The screenplay is credited to Jeff Nathanson (“Pirates of the Caribbean: Dead Men Tell No Tales”), but it’s incredibly faithful to the original film, keeping almost the entire structure and much of the dialogue intact. There’s not much more to say about the adaptation; it’s so familiar that this new “Lion King” makes Guy Ritchie’s seemingly redundant “Aladdin” remake seem like it had a daring and fresh new take on the material.

Meanwhile, Favreau and his director of photography Caleb Deschanel painstakingly recreate many of the images from the original film, and editors Mark Livolsi and Adam Gerstel (“The Jungle Book”) cut them together more-or-less the same way. It’s an incredibly safe way to make an experimental film, allowing the filmmakers to evoke the audience’s collective, vivid memories of a more expressive production even as they remove most of the actual expressions. It’s hard to imagine these newer, stiffer performances making the same impression on a generation of youngsters as the more vividly realized emotions of the 2D original, but since the dramatic camera angles are the same in both versions, they’ll probably get the gist of it.
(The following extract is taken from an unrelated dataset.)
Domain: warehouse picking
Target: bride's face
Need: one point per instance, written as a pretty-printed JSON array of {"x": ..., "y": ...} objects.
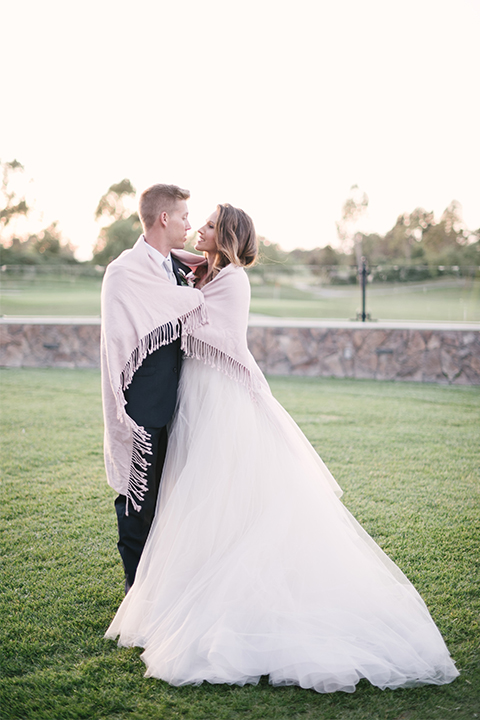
[{"x": 207, "y": 242}]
As for the musical numbers, the word “mixed” comes loudly to mind. Scar’s big villain number loses a lot of its oomph, thanks in part to Chiwetel Ejiofor’s Rex Harrison-ing of the lyrics, as well as Favreau’s decision to remove the literal goose-stepping hyenas. Glover and Beyoncé Knowles-Carter (playing Simba’s fiancée Nala) perform a rousing rendition of “Can You Feel the Love Tonight,” but their performances are offset by the filmmakers’ distracting and frankly confusing decision to set the whole scene in the late afternoon instead of, well, night.

There are moments in Favreau’s “The Lion King” where all the animation seems to melt away, where only the best performers are on screen, and this beloved story comes across in all of its beautiful grandeur. The rest of the time it plays like a fascinating but only half-successful proof of concept for this new technology. By adhering so close to the original film, this new “Lion King” seems desperate to hide all its brand-new narrative deficiencies, most of which stem from the very technology with which Disney is trying to impress us.

But that technology is certainly a wonder, and perhaps there is another film in the future that could make better use of it to tell a fantastic story, instead of draining most of the fantastic out of a pre-existing, classic tale. As it stands, “The Lion King” is mostly to be recommended for its visual spectacle. It is absolutely worth seeing on a very big screen, if only to appreciate the incredible technical accomplishment. Filmmakers have attempted to make photorealistic animated movies before, including Disney, but they’ve never come this close before — if only on a technical level, this film is surely to be commended.

It may not be the best animated movie of the year, but it’s certainly one of the most lush and ambitious. Had all its spectacle been genuinely spectacular, this new “Lion King” might have earned that crown.